Raising a child is never easy, but it can be one of the most rewarding responsibilities.
Quite simply, most parents just want their children to have a better life than they did. This may entail leaving their offspring with a substantial legacy upon the parents' untimely demise. However, providing for one's own retirement needs may often conflict with one's desire to leave behind a sizeable bequest, given that most of us only have a scarce amount of resources at our disposal. Hence, as with all matters of life, there is a trade-off to be made – happy retirement or happy children?
Prioritise your retirement needs first. Leaving behind a legacy can wait.
If you ever had to make such a choice, it's good to be slightly selfish by putting yourself first and choosing a happy retirement. Think about it. What good could you be to your children if you were unable to adequately and independently provide for yourself financially in your twilight years? After all, you are best able to give back to others when your life is secure. So, settle your retirement planning first before you consider legacy planning.
To do this, you should first decide how you want to live out your golden years. Time is finally a luxury you can afford when you retire, and so whether you would like to travel, live with your children, support a charity or engage in a number of other activities, these should be reflected in your financial plans. Plan for your retirement as early as you can and review these plans as regularly as possible to ensure you are on track to meet your target standard of living at retirement.
Once you are satisfied with your retirement provisions, legacy planning would naturally fall into place. This is when you may start thinking about the assets you want to leave behind as bequests to your family and the manner of distribution.
What about doing both together? The wonders of financial innovation
Depending on the level of planning that you've done as well as your financial capacity, you may also take advantage of financial innovation that has been developed to address both retirement and legacy needs simultaneously.
In OCBC, this is possible through the PremierLife Generation insurance product.

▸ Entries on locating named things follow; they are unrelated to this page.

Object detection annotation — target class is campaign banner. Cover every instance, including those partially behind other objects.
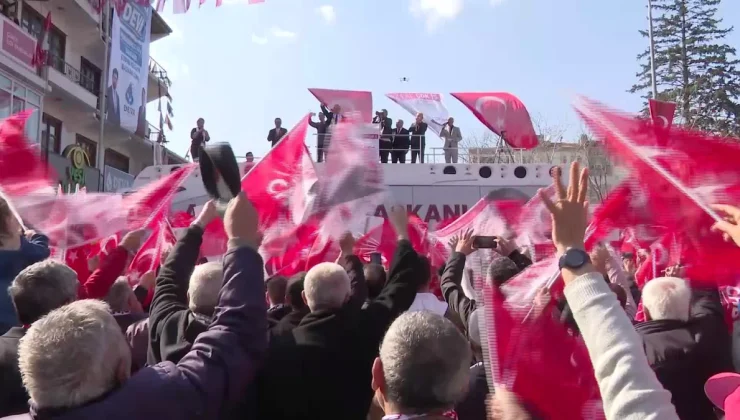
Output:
[105,1,152,137]
[385,93,450,135]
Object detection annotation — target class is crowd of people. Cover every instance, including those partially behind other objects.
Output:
[0,162,740,420]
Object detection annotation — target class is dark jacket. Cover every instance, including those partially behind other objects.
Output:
[455,362,488,420]
[0,235,50,328]
[635,289,733,420]
[267,127,288,147]
[393,128,410,150]
[270,308,309,335]
[0,327,28,417]
[409,122,427,150]
[308,118,329,148]
[147,226,207,365]
[253,240,419,420]
[2,247,267,420]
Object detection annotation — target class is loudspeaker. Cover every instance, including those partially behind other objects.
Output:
[198,143,242,216]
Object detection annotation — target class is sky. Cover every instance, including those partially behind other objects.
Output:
[147,0,740,161]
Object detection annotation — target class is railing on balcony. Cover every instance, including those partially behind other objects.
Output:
[49,55,100,96]
[149,57,172,88]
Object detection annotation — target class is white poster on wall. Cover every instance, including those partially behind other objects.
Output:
[105,1,152,137]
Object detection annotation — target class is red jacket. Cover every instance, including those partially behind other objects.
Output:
[77,246,129,299]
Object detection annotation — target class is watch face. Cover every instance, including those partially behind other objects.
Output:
[565,249,588,268]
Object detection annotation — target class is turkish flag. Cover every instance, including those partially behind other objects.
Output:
[308,89,373,123]
[450,92,538,150]
[648,99,676,130]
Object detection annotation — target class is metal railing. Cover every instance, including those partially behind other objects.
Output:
[48,55,100,96]
[149,57,172,88]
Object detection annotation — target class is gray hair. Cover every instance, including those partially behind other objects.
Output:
[188,262,224,315]
[18,299,131,408]
[8,259,80,324]
[303,262,350,312]
[642,277,691,321]
[105,276,134,313]
[380,311,471,414]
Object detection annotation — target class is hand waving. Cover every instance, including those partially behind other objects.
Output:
[712,204,740,246]
[538,162,588,254]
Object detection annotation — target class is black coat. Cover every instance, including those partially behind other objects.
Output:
[0,327,28,417]
[635,289,734,420]
[147,226,210,365]
[253,240,419,420]
[393,128,409,150]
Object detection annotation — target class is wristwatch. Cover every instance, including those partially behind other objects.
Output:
[558,248,591,270]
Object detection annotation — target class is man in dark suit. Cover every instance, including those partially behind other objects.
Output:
[267,118,288,147]
[105,68,121,125]
[250,212,420,420]
[409,112,427,163]
[308,112,329,162]
[391,120,409,163]
[190,118,211,162]
[373,109,393,163]
[321,104,344,125]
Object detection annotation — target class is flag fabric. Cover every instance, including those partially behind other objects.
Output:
[31,12,51,68]
[310,120,387,223]
[385,93,450,135]
[308,89,373,123]
[648,99,676,130]
[450,92,538,149]
[172,0,190,14]
[576,98,740,285]
[479,257,605,420]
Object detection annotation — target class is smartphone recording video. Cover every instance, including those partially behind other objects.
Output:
[473,236,496,249]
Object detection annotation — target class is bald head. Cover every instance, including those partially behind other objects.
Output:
[303,262,350,312]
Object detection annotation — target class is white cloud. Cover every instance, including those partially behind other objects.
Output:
[409,0,462,32]
[252,34,267,45]
[271,26,296,38]
[316,4,337,23]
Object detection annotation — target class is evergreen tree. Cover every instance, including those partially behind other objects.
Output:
[629,0,740,137]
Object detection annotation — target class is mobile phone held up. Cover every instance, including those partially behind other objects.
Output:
[473,236,496,249]
[370,252,383,264]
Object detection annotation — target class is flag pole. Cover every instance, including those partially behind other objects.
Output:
[648,0,658,99]
[96,0,112,185]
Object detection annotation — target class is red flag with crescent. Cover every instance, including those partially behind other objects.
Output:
[450,92,538,150]
[648,99,676,130]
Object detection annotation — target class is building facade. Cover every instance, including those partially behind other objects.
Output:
[0,0,185,191]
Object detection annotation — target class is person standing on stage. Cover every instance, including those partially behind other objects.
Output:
[190,118,211,162]
[409,112,427,163]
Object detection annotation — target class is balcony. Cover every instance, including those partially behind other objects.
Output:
[0,15,46,89]
[146,57,172,102]
[48,56,100,111]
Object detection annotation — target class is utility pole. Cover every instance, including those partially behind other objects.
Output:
[648,0,658,99]
[96,0,112,180]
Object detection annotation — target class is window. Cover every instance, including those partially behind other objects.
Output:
[41,112,62,154]
[75,134,98,167]
[21,6,67,73]
[105,149,129,173]
[80,57,102,95]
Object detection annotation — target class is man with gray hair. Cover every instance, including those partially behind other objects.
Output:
[258,206,420,420]
[8,193,267,420]
[0,260,79,416]
[372,311,471,420]
[635,277,734,419]
[147,201,223,365]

This is a Singapore-dollar denominated single premium, whole life participating insurance plan that enables customers to address both their retirement and wealth transfer needs.
It allows policy holders to enjoy a guaranteed monthly income to supplement or maintain your current lifestyle, transfer wealth for up to 3 generations, guaranteed insurance coverage for life and a hassle-free application with no medical questionnaire.

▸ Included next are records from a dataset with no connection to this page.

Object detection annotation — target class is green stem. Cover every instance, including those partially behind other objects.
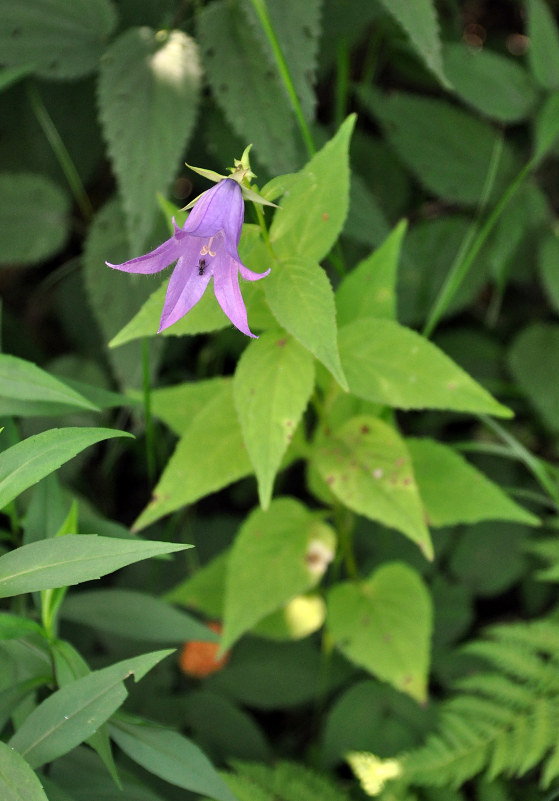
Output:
[423,134,534,337]
[142,337,155,486]
[250,0,316,158]
[27,83,93,220]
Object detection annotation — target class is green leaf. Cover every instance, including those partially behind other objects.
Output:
[326,562,433,703]
[111,720,237,801]
[233,331,314,509]
[358,87,515,205]
[526,0,559,89]
[0,173,70,266]
[312,415,433,559]
[267,114,356,260]
[241,0,322,120]
[221,498,336,650]
[443,43,538,123]
[0,742,49,801]
[9,651,173,768]
[197,0,299,173]
[339,317,512,417]
[0,353,99,411]
[381,0,452,89]
[336,220,408,325]
[0,534,192,598]
[60,588,219,643]
[264,256,347,389]
[508,323,559,431]
[84,199,162,387]
[406,438,539,526]
[98,28,200,252]
[134,383,252,531]
[0,427,132,509]
[0,0,116,80]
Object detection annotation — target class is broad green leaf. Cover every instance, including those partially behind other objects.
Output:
[83,199,162,387]
[0,353,99,411]
[0,0,116,80]
[233,331,314,509]
[312,415,433,559]
[264,256,347,389]
[526,0,559,89]
[358,87,515,205]
[0,173,70,266]
[197,0,299,173]
[443,43,538,123]
[221,498,336,650]
[508,323,559,431]
[151,378,230,436]
[60,588,219,643]
[0,427,132,509]
[267,114,356,260]
[0,612,44,640]
[0,742,49,801]
[538,228,559,314]
[326,562,433,703]
[336,220,407,325]
[406,438,539,526]
[381,0,452,89]
[0,534,192,598]
[9,651,173,768]
[98,28,201,252]
[134,383,252,531]
[111,720,237,801]
[339,317,512,417]
[241,0,322,120]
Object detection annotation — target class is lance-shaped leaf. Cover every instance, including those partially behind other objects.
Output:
[312,415,433,559]
[0,427,132,509]
[233,331,314,509]
[9,651,173,768]
[326,562,433,702]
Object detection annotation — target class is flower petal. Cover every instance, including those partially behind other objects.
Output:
[105,236,183,275]
[213,251,257,339]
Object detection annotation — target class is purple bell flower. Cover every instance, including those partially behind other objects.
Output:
[105,178,270,337]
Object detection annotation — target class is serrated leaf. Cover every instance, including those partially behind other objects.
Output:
[526,0,559,89]
[60,588,219,643]
[0,353,99,411]
[0,534,192,598]
[443,43,538,123]
[264,256,347,389]
[358,87,516,204]
[381,0,451,89]
[508,320,559,431]
[134,383,252,530]
[240,0,322,120]
[326,562,433,703]
[0,0,116,80]
[336,220,408,325]
[9,651,173,768]
[406,438,539,526]
[84,199,162,387]
[233,331,314,509]
[0,172,70,266]
[0,427,132,509]
[221,498,336,650]
[339,317,512,417]
[99,28,200,253]
[111,720,237,801]
[312,415,433,559]
[0,742,49,801]
[270,114,356,261]
[197,0,299,173]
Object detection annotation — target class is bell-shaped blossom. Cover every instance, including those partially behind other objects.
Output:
[106,178,270,337]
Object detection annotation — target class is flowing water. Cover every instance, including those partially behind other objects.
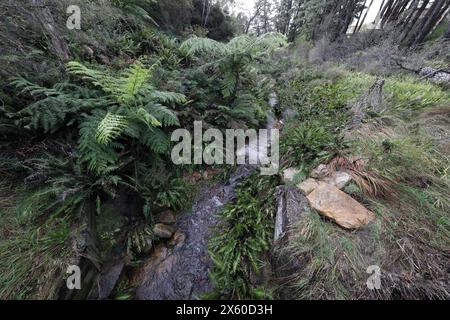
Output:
[132,94,277,300]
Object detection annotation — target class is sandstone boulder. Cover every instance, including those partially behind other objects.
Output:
[155,210,176,225]
[297,178,320,196]
[323,171,352,190]
[310,164,329,179]
[307,182,375,229]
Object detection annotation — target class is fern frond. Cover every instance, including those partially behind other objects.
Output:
[141,128,170,154]
[113,61,152,104]
[146,104,180,127]
[136,108,162,128]
[67,61,115,93]
[78,111,121,174]
[180,36,228,57]
[95,112,128,144]
[150,90,186,104]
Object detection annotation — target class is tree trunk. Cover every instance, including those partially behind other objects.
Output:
[401,0,430,43]
[31,0,70,62]
[412,0,450,47]
[444,22,450,39]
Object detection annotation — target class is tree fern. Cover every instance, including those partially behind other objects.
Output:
[79,111,121,173]
[95,112,128,144]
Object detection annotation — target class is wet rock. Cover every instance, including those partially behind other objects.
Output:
[167,231,186,248]
[310,164,329,179]
[155,210,177,225]
[307,182,375,229]
[323,171,352,190]
[297,178,319,196]
[153,223,175,239]
[283,168,300,184]
[98,260,125,299]
[131,166,255,300]
[98,54,111,65]
[274,186,310,241]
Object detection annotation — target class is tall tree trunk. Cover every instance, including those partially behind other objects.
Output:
[400,0,430,43]
[31,0,70,62]
[353,0,373,34]
[444,22,450,39]
[373,0,386,28]
[411,0,450,47]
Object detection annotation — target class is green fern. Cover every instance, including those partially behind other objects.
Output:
[95,112,128,144]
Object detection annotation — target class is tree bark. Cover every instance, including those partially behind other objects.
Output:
[412,0,450,47]
[31,0,70,62]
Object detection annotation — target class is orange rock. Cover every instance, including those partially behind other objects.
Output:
[307,182,375,229]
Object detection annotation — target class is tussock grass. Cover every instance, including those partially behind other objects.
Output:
[277,64,450,299]
[0,184,74,299]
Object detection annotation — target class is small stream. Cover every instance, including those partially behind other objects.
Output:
[132,94,277,300]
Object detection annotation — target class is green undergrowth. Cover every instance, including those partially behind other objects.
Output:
[276,60,450,299]
[205,173,277,299]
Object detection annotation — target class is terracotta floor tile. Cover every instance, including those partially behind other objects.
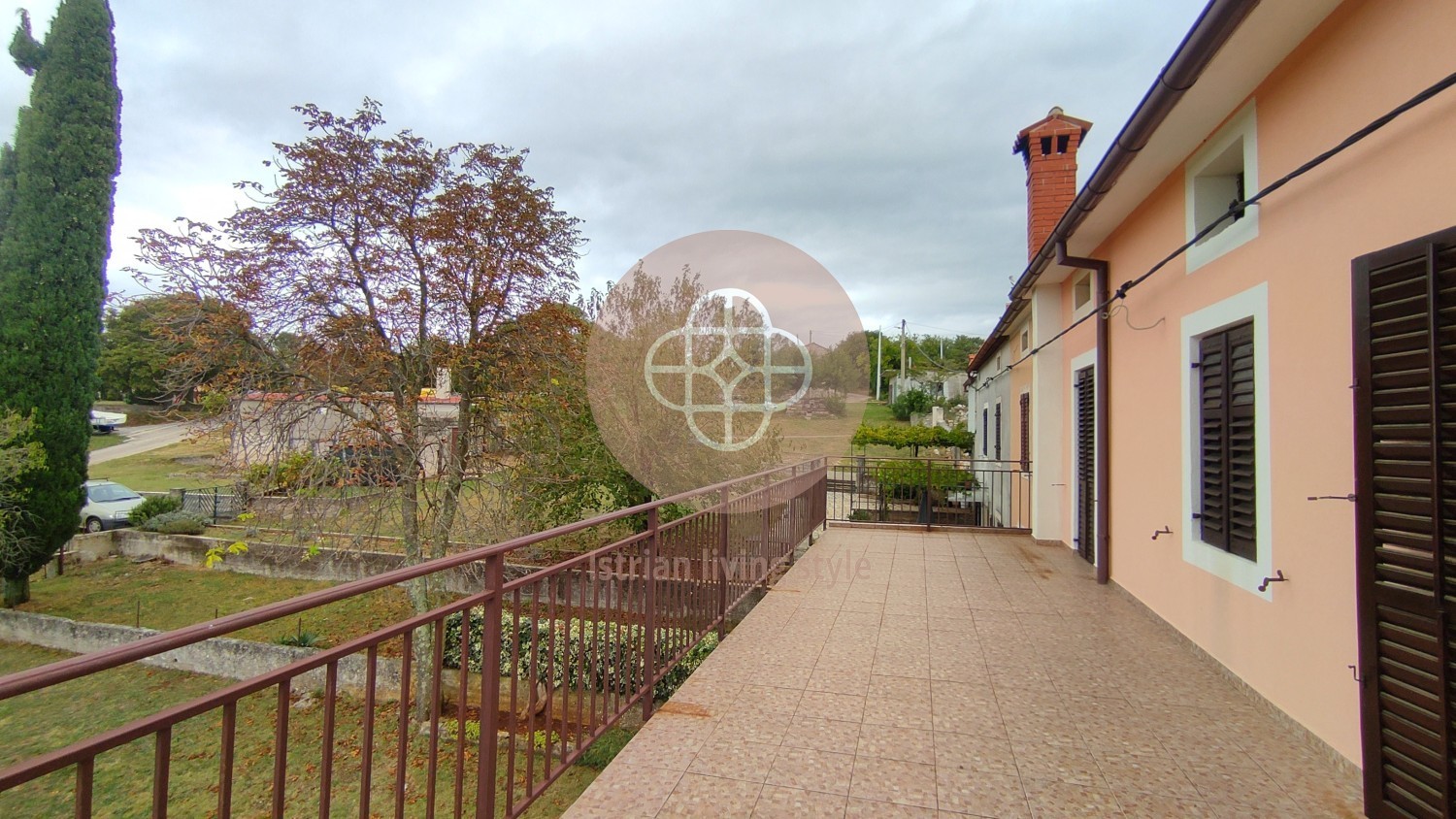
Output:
[935,732,1021,777]
[768,746,855,796]
[849,757,937,807]
[687,735,779,783]
[1022,780,1123,819]
[1010,737,1109,789]
[658,774,763,819]
[753,786,847,819]
[935,769,1031,819]
[779,717,865,754]
[567,755,683,819]
[844,798,932,819]
[858,726,935,763]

Seek advisory, not just product solutions
While it may be attractive to jump on such product opportunities, it's important to note that a financial product is not the be-all end-all solution to your wealth transfer needs. Legacy planning goes beyond just leaving behind a sum of cash to your family.
The table below provides a snapshot of factors one should generally consider when broaching the idea of wealth transfer.

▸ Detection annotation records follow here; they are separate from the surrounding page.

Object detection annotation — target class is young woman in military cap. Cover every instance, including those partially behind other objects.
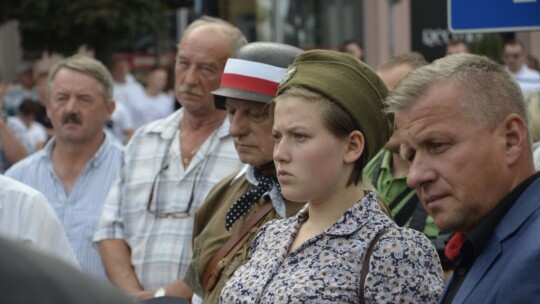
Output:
[221,50,443,303]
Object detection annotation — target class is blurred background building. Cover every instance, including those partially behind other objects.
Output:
[0,0,540,81]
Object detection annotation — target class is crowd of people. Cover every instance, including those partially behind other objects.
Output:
[0,16,540,303]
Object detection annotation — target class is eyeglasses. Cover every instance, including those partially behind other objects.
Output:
[504,53,521,59]
[146,164,201,219]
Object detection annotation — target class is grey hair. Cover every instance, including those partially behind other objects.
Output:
[184,16,248,54]
[47,55,113,103]
[385,54,530,141]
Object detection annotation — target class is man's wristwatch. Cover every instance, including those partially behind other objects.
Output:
[154,287,167,298]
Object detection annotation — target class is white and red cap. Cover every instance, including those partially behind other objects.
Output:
[212,42,302,109]
[221,58,287,97]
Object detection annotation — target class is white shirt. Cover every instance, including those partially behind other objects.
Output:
[505,64,540,93]
[127,92,174,129]
[0,175,79,268]
[107,102,134,144]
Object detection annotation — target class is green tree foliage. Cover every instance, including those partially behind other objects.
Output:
[0,0,167,63]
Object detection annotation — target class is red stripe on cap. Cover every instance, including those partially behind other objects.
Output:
[221,73,279,96]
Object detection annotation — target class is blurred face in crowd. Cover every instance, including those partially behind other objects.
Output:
[503,44,525,73]
[175,25,232,115]
[377,63,412,153]
[343,42,364,60]
[18,71,34,89]
[47,68,114,143]
[395,81,512,231]
[446,42,469,56]
[148,69,168,92]
[225,98,274,167]
[111,60,129,83]
[272,97,358,204]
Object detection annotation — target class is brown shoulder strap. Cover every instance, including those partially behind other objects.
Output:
[360,229,388,304]
[202,201,274,292]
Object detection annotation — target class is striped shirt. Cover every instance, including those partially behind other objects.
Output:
[94,109,242,290]
[6,136,122,278]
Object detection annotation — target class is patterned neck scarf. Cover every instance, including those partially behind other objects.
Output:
[225,172,279,230]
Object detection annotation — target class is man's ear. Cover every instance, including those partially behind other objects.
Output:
[343,130,365,164]
[501,113,528,166]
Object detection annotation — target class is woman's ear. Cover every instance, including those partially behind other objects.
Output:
[343,130,365,164]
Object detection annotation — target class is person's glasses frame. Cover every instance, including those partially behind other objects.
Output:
[504,53,521,59]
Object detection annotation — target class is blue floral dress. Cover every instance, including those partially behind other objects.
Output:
[220,191,443,304]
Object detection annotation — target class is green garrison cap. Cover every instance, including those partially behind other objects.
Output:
[277,50,393,160]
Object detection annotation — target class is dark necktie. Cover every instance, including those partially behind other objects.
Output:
[444,232,467,261]
[225,175,278,230]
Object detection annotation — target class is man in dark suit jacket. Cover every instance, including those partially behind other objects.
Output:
[0,237,133,304]
[387,54,540,303]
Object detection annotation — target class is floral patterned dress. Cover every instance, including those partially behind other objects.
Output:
[220,191,443,303]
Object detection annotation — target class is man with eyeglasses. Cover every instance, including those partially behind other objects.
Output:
[94,17,247,300]
[503,40,540,93]
[6,55,122,280]
[158,42,302,303]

|1||What you need to leave behind||
|2||How much more you can afford to leave behind||With these figures in mind, you can then address the "wants". This encompasses the additional amount of money you would like to pass on to your successors as a head start to their lives.|
|3||How should the wealth be distributed?||Finally, you should settle on (1) whom the beneficiaries should be in your wealth transfer plan and (2) how these beneficiaries should receive pay out, whether as a lump sum or monthly income.|
Ultimately, wealth transfer should be an on-going conversation with your financial advisors as circumstances and financial situations may change, and these plans have to change along with it.
At the same time, wealth transfer plans cannot standalone. Rather, you must complement these plans with your own will-planning as well as financial plans to fulfil your other life goals like retirement and children's education.